Define a Spark UDF using a DuckDB Spatial function

%md lamanche

Databricks SQL now contains lots of ST Functions. However, at some point you might just need a geospatial function not (yet) available natively in Databricks, but maybe available in DuckDB Spatial. For example, as of Aug 2025, the st_shortestline function.
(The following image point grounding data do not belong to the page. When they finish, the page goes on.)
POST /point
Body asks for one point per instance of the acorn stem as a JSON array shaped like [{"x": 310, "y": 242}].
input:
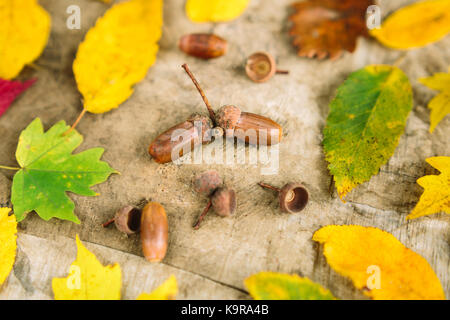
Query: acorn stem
[
  {"x": 212, "y": 115},
  {"x": 202, "y": 216},
  {"x": 268, "y": 186},
  {"x": 76, "y": 122},
  {"x": 107, "y": 223}
]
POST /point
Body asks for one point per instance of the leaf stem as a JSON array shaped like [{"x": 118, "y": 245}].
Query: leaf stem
[
  {"x": 212, "y": 115},
  {"x": 9, "y": 168},
  {"x": 76, "y": 122}
]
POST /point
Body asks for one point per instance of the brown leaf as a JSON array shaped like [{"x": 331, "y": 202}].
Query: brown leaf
[{"x": 324, "y": 28}]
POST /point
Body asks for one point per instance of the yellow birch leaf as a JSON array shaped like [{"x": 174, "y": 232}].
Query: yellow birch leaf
[
  {"x": 25, "y": 27},
  {"x": 167, "y": 291},
  {"x": 88, "y": 279},
  {"x": 416, "y": 25},
  {"x": 439, "y": 105},
  {"x": 8, "y": 245},
  {"x": 280, "y": 286},
  {"x": 117, "y": 52},
  {"x": 215, "y": 10},
  {"x": 436, "y": 197},
  {"x": 378, "y": 263}
]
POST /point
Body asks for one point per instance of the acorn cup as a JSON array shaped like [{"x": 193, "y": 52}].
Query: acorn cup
[
  {"x": 221, "y": 199},
  {"x": 293, "y": 197},
  {"x": 261, "y": 66},
  {"x": 152, "y": 224}
]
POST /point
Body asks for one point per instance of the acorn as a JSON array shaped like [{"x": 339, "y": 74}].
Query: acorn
[
  {"x": 293, "y": 197},
  {"x": 207, "y": 182},
  {"x": 261, "y": 66},
  {"x": 154, "y": 232},
  {"x": 126, "y": 219},
  {"x": 243, "y": 125},
  {"x": 203, "y": 45}
]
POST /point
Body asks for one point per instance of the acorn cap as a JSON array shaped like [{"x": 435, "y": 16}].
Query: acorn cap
[
  {"x": 128, "y": 220},
  {"x": 224, "y": 202},
  {"x": 206, "y": 125},
  {"x": 293, "y": 197},
  {"x": 260, "y": 67},
  {"x": 227, "y": 117},
  {"x": 207, "y": 182}
]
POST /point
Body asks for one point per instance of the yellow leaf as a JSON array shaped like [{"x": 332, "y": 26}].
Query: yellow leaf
[
  {"x": 416, "y": 25},
  {"x": 25, "y": 27},
  {"x": 215, "y": 10},
  {"x": 436, "y": 197},
  {"x": 377, "y": 262},
  {"x": 8, "y": 230},
  {"x": 280, "y": 286},
  {"x": 167, "y": 291},
  {"x": 439, "y": 105},
  {"x": 88, "y": 279},
  {"x": 117, "y": 53}
]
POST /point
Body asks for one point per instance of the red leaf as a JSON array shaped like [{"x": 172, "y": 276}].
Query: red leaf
[
  {"x": 325, "y": 28},
  {"x": 9, "y": 90}
]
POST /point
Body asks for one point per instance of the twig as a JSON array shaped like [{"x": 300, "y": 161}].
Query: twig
[
  {"x": 268, "y": 186},
  {"x": 212, "y": 115}
]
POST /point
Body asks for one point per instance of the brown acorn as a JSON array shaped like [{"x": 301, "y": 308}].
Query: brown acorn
[
  {"x": 161, "y": 148},
  {"x": 207, "y": 182},
  {"x": 203, "y": 45},
  {"x": 126, "y": 219},
  {"x": 221, "y": 199},
  {"x": 293, "y": 197},
  {"x": 154, "y": 232},
  {"x": 261, "y": 66}
]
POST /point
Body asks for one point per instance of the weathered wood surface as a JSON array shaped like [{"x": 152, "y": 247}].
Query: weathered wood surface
[{"x": 213, "y": 261}]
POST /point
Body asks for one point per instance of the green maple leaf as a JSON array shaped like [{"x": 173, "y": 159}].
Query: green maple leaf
[
  {"x": 49, "y": 170},
  {"x": 280, "y": 286},
  {"x": 365, "y": 123}
]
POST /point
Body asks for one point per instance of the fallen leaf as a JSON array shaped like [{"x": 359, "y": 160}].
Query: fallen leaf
[
  {"x": 215, "y": 10},
  {"x": 280, "y": 286},
  {"x": 8, "y": 230},
  {"x": 378, "y": 263},
  {"x": 365, "y": 123},
  {"x": 167, "y": 291},
  {"x": 436, "y": 197},
  {"x": 117, "y": 52},
  {"x": 25, "y": 29},
  {"x": 325, "y": 28},
  {"x": 49, "y": 170},
  {"x": 88, "y": 279},
  {"x": 439, "y": 105},
  {"x": 9, "y": 90},
  {"x": 416, "y": 25}
]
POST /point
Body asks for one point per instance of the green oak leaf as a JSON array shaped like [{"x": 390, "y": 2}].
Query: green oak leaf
[
  {"x": 49, "y": 170},
  {"x": 280, "y": 286},
  {"x": 365, "y": 123}
]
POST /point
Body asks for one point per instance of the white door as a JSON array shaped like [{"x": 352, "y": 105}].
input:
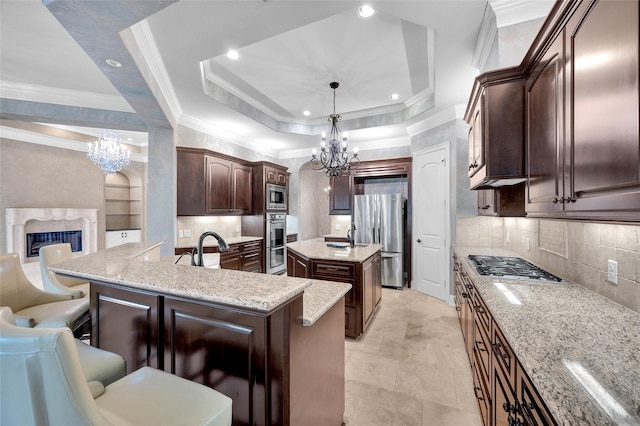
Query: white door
[{"x": 431, "y": 244}]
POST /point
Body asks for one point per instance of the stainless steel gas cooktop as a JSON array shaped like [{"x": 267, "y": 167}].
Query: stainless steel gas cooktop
[{"x": 511, "y": 268}]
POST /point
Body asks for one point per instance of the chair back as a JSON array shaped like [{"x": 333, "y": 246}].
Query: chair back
[
  {"x": 16, "y": 291},
  {"x": 51, "y": 255},
  {"x": 42, "y": 379}
]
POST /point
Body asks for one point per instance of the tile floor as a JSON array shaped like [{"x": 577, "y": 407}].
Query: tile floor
[{"x": 410, "y": 367}]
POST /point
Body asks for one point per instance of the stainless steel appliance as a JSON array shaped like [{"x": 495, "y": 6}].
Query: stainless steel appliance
[
  {"x": 276, "y": 240},
  {"x": 511, "y": 268},
  {"x": 379, "y": 219},
  {"x": 276, "y": 197}
]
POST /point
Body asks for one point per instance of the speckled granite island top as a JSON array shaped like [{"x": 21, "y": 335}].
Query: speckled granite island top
[
  {"x": 581, "y": 350},
  {"x": 315, "y": 249},
  {"x": 126, "y": 265}
]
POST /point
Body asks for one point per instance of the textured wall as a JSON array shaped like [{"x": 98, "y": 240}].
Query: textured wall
[{"x": 42, "y": 176}]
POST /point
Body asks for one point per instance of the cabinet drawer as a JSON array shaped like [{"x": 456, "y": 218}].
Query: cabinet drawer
[
  {"x": 482, "y": 313},
  {"x": 482, "y": 346},
  {"x": 257, "y": 245},
  {"x": 332, "y": 270},
  {"x": 503, "y": 354}
]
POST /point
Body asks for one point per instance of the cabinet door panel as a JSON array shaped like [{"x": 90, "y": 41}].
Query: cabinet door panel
[
  {"x": 605, "y": 154},
  {"x": 544, "y": 124},
  {"x": 242, "y": 194},
  {"x": 218, "y": 191},
  {"x": 132, "y": 330}
]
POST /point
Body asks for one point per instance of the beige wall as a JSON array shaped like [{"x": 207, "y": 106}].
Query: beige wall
[
  {"x": 577, "y": 251},
  {"x": 34, "y": 175}
]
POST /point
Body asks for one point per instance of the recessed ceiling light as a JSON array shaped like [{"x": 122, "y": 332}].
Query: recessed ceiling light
[
  {"x": 114, "y": 63},
  {"x": 366, "y": 11},
  {"x": 233, "y": 54}
]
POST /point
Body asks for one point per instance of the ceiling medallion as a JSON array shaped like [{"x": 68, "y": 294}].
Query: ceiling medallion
[{"x": 334, "y": 159}]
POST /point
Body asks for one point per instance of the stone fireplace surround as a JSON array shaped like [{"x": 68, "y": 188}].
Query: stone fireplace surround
[{"x": 19, "y": 221}]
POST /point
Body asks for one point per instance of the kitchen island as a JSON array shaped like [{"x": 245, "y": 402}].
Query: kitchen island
[
  {"x": 274, "y": 344},
  {"x": 359, "y": 266}
]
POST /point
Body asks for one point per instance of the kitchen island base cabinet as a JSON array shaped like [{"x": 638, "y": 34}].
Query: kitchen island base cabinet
[
  {"x": 275, "y": 369},
  {"x": 362, "y": 301}
]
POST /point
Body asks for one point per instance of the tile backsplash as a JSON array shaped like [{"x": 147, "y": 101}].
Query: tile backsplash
[
  {"x": 225, "y": 226},
  {"x": 577, "y": 251}
]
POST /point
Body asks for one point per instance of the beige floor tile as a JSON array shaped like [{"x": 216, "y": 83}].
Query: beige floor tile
[{"x": 410, "y": 367}]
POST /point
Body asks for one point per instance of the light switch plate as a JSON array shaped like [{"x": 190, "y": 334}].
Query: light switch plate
[{"x": 612, "y": 271}]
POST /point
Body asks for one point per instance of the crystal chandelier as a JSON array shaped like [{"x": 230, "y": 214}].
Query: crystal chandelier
[
  {"x": 108, "y": 152},
  {"x": 334, "y": 159}
]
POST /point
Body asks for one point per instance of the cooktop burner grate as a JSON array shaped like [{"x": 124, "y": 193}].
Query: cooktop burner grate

Then we can register the DuckDB function as a Spark UDF as follows:

Setup

%pip install duckdb lonboard shapely --quiet

import duckdb
import pandas as pd
from pyspark.sql import functions as F
from pyspark.sql.types import BinaryType

Define the Spark UDF based on a DuckDB Spatial function

def shortestline_func(a: pd.Series, b: pd.Series) -> pd.Series:
    try:
        import duckdb
        from duckdb import ColumnExpression, FunctionExpression
    except ModuleNotFoundError as mfe:
        raise Exception(
            "'duckdb' not installed: run '%pip install duckdb' first."
        ) from mfe

    duckdb.sql("SET extension_directory = '/tmp/duckdb_ext'")
    try:
        duckdb.load_extension("spatial")
    except duckdb.duckdb.IOException:
        duckdb.install_extension("spatial")
        duckdb.load_extension("spatial")

    df = pd.DataFrame({"a": a, "b": b})  # noqa: F841

    res = (
        duckdb.df(df)
        .select(
            FunctionExpression(
                "st_aswkb",
                FunctionExpression(
                    "st_shortestline",
                    FunctionExpression("st_geomfromwkb", ColumnExpression("a")),
                    FunctionExpression("st_geomfromwkb", ColumnExpression("b")),
                ),
            ).alias("res")
        )
        .df()["res"]
    )

    return res


st_duckdb_shortestline = F.pandas_udf(shortestline_func, returnType=BinaryType())
spark.udf.register("st_duckdb_shortestline", st_duckdb_shortestline)

Usage example

Tip

This example uses the CARTO/Overture Maps datasets that you can add to your workspace via the Marketplace.

Caution

The CARTO/Overture Maps tables are stored in us-west-2 as of writing, so if you are not using Databricks Free Edition and you are in any other region, you will have to pay egress charges based on the amount of data you read.

%sql
create or replace temporary view lamanche as
with england as (
  select
    geometry
  from
    carto_overture_maps_divisions.carto.division_area
  where
    subtype = 'country'
    and country = 'GB'
    and class = 'land'
),
france as (
  select
    geometry
  from
    carto_overture_maps_divisions.carto.division_area
  where
    subtype = 'country'
    and country = 'FR'
    and class = 'land'
)
select
  st_duckdb_shortestline(england.geometry, france.geometry) geometry
from
  england,
  france
Note

Nit: To correctly calculate shortestline in the Eucledian sense, we should actually transform lon/lat to an SRID that maintains the angles, such as EPSG:3857. (Then, if we were interested in the length of it in meters, we could transform back to lon/lat and use st_distancespheroid.)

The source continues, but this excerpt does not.